Some men are born posthumously. ~Nietzsche

Maximum Wages?

Posted by penuruloki on October 20, 2009

I’m not the only one with an eclectic posting habit. Tobold, posting on his MMO blog site, brought up the topic of fair distribution of profits, citing a Wall Street Journal article drawing attention to the compensation that bankers have been receiving in the wake of the banking crisis. The problem with the article isn’t his contention (that banker compensation seems more generous than other professionals receive), it’s with his conclusion:

But what really makes many people angry is that while bankers get so much more money than other employees, a lot of other people actually lost a lot of money to the banks. If you bought bank shares in early 2007, you probably lost most if not all of your investment. And then many banks got propped up with taxpayer money. That all looks like paying somebody else to play in a casino for you, with him keeping a good part of the winnings if he wins, and you still having to pay him a lot if he loses.

So while there is a lot to be said against the state dictating how much people should earn, I do think that both minimum wages and maximum wages have some justification as long as they aren’t too restrictive, and are just designed to prevent the worst cases of excess.

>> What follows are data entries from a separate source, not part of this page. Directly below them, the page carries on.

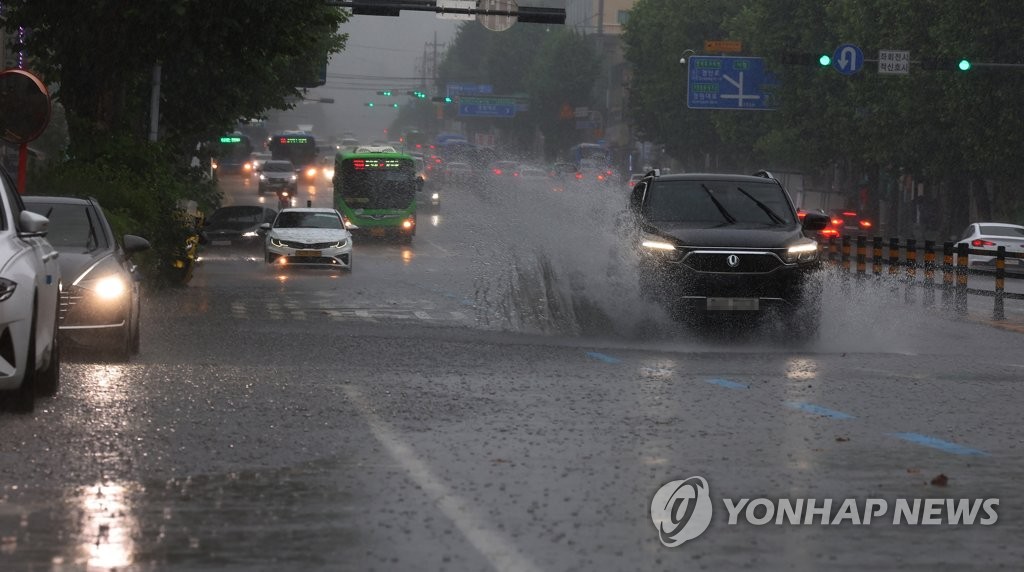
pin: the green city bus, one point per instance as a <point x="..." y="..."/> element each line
<point x="375" y="190"/>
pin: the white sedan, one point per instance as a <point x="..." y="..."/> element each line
<point x="30" y="290"/>
<point x="991" y="235"/>
<point x="308" y="237"/>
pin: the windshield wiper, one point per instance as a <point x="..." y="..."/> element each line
<point x="729" y="218"/>
<point x="771" y="214"/>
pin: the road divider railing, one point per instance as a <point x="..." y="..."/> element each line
<point x="900" y="261"/>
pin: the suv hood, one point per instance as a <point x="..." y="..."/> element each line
<point x="730" y="235"/>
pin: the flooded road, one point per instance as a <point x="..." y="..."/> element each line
<point x="500" y="396"/>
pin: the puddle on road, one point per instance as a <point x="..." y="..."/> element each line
<point x="297" y="515"/>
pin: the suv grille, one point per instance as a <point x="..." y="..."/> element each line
<point x="313" y="246"/>
<point x="749" y="262"/>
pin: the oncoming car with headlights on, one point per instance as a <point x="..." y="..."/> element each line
<point x="99" y="304"/>
<point x="715" y="246"/>
<point x="308" y="236"/>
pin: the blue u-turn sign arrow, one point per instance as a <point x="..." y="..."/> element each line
<point x="848" y="59"/>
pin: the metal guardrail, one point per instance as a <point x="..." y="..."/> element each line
<point x="900" y="262"/>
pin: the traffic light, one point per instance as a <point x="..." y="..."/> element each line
<point x="805" y="58"/>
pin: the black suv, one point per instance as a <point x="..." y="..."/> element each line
<point x="714" y="245"/>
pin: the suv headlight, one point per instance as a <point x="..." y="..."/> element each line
<point x="656" y="246"/>
<point x="804" y="252"/>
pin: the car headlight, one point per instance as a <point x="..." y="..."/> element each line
<point x="109" y="288"/>
<point x="6" y="289"/>
<point x="804" y="252"/>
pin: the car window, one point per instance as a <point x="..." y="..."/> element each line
<point x="73" y="227"/>
<point x="298" y="219"/>
<point x="704" y="202"/>
<point x="278" y="167"/>
<point x="1004" y="231"/>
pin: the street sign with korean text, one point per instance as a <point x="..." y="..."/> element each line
<point x="848" y="59"/>
<point x="486" y="106"/>
<point x="728" y="83"/>
<point x="458" y="4"/>
<point x="894" y="62"/>
<point x="456" y="89"/>
<point x="724" y="46"/>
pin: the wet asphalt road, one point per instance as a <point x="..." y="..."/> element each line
<point x="498" y="396"/>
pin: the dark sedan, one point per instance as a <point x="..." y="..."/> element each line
<point x="237" y="226"/>
<point x="99" y="304"/>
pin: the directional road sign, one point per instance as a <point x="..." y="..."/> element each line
<point x="848" y="59"/>
<point x="486" y="107"/>
<point x="728" y="83"/>
<point x="454" y="89"/>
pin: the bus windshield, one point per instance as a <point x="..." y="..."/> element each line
<point x="377" y="183"/>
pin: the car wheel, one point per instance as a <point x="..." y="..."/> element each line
<point x="48" y="381"/>
<point x="136" y="335"/>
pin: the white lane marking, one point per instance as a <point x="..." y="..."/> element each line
<point x="501" y="553"/>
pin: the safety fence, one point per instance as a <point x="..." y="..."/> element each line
<point x="901" y="261"/>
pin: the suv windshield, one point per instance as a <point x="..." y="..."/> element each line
<point x="694" y="201"/>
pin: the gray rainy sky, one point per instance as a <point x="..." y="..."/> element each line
<point x="388" y="48"/>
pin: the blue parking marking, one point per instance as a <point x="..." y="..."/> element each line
<point x="935" y="443"/>
<point x="605" y="358"/>
<point x="729" y="384"/>
<point x="818" y="410"/>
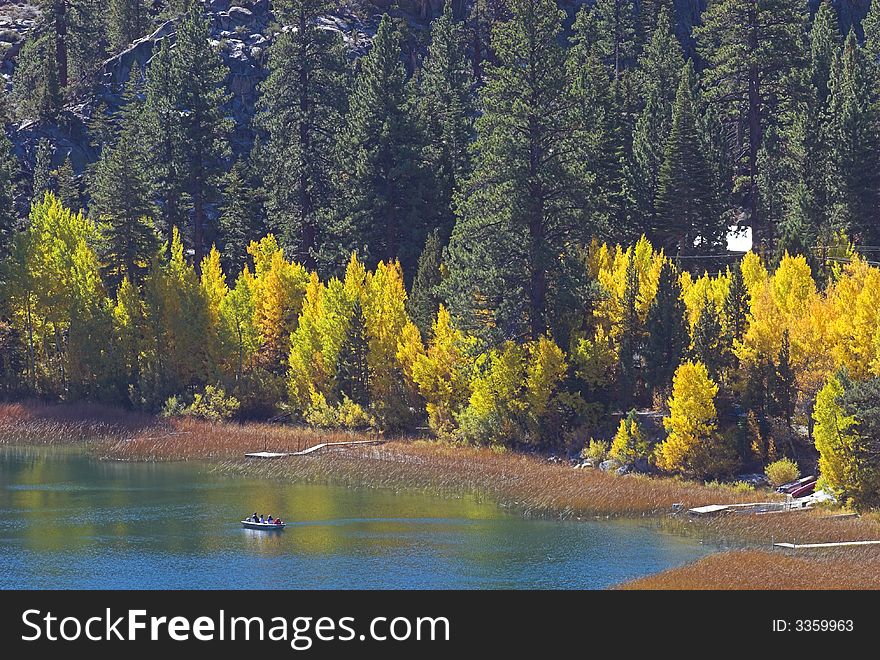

This kind of proposition always starts with “the worst cases of excess,” but if you give people a hammer, they start seeing nails. Pretty soon wage caps abound in an attempt to even out pay scales, and the winners and losers become determined by political contest rather than being linked to actual production. Once you decide that appropriate pay level is a political question, every future move down that road is a matter of degree. No, the limited government controls on compensation is a good thing, and not the problem at issue here.

Guess what? In that quote above, Tobold even catches the real problem. Let’s zoom in on that quote a little [emphasis mine]:

And then many banks got propped up with taxpayer money. That all looks like paying somebody else to play in a casino for you, with him keeping a good part of the winnings if he wins, and you still having to pay him a lot if he loses.

The problem is that people have already confounded economics with politics. If the banks had been allowed to fail, the bankers would have been out on the street competing with each other for lower compensation, just like everyone who wasn’t saved by a bailout. The “excessive” compensation is a result of past political meddling, not an excuse for more. People should be reflecting on the damage already done by the government throwing its weight around in the business sphere, not looking for more easy answers from politicians.

I realize it’s easy for me to talk tough about letting those companies fail, since it isn’t my house or my job, but guess what? I know more people that lost their home anyway than I know people who benefited from all the stimulus and bailout money. Anecdotal sure, but there’s a reason why bad businesses have to fail. If you prop them up, then bad business practices continue, market corrections are not made, your economy suffers, and it drags down everyone without the connections to get preferential treatment. If the figures on the WSJ page offend you, blame the politicians for spending your money to prop up that segment. Don’t encourage them to make things worse.